Created At: September 6, 2023
Most real-world applications encounter the requirement of generating PDFs based on some content. This includes generating PDFs from custom HTML content or even generating PDFs directly from a website URL.
Earlier, we needed to write a lot of custom code to get this done, and it used to take a lot of time. But now, there are many great libraries and tools that can do this with just a few lines of code.
In this article, we will look into 4 popular approaches such as Puppeteer, jsPDF, PlayWright and html-pdf that we can take to generate PDFs from HTML using Node.js.
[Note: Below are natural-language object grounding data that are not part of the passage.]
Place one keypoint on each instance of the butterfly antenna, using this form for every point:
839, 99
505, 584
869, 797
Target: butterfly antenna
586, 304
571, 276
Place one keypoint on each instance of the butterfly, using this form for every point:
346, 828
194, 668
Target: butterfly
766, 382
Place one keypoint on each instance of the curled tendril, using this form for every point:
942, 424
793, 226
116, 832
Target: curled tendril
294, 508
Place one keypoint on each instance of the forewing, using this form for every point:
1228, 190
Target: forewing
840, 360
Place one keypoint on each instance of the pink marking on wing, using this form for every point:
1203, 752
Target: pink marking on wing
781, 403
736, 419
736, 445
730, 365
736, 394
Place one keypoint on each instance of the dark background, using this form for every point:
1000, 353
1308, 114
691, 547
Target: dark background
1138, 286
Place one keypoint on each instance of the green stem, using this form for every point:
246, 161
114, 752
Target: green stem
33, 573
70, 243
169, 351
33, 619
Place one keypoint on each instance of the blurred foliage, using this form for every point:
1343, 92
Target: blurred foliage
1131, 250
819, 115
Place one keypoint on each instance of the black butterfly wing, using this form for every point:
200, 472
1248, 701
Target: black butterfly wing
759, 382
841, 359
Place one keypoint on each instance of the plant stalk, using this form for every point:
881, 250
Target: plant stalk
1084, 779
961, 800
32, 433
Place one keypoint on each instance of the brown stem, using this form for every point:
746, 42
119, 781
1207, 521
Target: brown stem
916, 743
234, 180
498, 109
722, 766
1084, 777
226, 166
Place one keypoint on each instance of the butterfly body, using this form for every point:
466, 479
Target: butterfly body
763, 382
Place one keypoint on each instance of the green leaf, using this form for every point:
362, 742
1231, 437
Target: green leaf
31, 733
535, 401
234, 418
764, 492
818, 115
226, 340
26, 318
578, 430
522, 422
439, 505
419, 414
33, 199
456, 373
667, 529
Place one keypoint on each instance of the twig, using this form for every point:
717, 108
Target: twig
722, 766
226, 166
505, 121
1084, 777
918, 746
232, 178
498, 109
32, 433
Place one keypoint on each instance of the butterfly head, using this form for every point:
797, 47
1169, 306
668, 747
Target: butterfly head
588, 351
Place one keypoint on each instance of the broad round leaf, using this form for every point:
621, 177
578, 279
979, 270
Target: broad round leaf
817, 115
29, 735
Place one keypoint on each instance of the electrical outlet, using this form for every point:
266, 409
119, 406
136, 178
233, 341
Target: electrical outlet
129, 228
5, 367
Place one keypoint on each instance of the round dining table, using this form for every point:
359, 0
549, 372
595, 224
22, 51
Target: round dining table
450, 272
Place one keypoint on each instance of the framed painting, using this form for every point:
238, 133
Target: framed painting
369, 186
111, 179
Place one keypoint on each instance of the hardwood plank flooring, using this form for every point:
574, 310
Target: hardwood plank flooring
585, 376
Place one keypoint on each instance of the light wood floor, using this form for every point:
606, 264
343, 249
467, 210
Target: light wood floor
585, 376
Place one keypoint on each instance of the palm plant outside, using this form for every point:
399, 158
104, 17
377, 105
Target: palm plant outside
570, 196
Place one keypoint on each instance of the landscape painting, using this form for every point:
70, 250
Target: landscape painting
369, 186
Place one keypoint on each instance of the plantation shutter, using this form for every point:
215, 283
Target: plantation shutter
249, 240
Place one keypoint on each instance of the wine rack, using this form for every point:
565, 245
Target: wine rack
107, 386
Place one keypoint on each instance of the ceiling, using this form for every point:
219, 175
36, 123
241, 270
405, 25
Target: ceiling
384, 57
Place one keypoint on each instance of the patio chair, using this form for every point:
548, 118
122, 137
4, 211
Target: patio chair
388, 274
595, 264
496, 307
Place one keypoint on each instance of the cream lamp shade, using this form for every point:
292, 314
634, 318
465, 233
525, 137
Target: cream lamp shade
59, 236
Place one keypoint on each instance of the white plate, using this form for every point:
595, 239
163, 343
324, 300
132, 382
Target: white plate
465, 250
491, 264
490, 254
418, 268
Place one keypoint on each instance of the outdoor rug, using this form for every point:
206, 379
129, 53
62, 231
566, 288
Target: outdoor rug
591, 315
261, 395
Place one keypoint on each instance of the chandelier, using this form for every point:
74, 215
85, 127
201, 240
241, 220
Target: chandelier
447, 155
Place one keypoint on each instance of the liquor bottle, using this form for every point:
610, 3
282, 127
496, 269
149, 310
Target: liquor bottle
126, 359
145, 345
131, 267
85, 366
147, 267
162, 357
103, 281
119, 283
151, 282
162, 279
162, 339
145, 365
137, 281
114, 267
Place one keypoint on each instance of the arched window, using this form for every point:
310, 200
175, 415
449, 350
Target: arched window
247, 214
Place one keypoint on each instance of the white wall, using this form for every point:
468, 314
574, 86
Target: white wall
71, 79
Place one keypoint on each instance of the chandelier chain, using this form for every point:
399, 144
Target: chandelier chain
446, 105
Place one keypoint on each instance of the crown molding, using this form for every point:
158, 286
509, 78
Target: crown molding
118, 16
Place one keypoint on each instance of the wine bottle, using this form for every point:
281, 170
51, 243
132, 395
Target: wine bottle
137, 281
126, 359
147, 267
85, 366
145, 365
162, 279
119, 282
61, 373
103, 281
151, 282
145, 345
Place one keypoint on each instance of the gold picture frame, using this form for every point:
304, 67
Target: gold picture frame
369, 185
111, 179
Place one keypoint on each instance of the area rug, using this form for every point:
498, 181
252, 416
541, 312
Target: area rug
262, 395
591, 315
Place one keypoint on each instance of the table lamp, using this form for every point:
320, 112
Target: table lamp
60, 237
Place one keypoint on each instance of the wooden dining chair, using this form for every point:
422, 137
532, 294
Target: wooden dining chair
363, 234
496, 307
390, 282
If you are looking for ways to generate PDF documents on the client side or in the browser, we have an article for you: Generate PDFs in JavaScript (Browser) with 4 Popular Methods.
Let get started now!
1. Four Popular Node.js Libraries that Convert HTML to PDF
Converting HTML pages to PDF is a common task that developers encounter, whether it’s for generating reports, invoices, or contracts. In this article, we will delve into three popular Node.js libraries for converting HTML to PDF:
- Puppeteer
- jsPDF
- PlayWright
- html-pdf
We’ll explore their features, benefits, and limitations, along with code examples to help you make an informed choice for your next project. So if you’re looking for a reliable way to convert HTML to PDF in a Node.js environment, read on.
Prerequisites
Before going into the implementations, first make sure that you have a NodeJs environment ready. If not, you can install NodeJs from the official website nodejs.org/en.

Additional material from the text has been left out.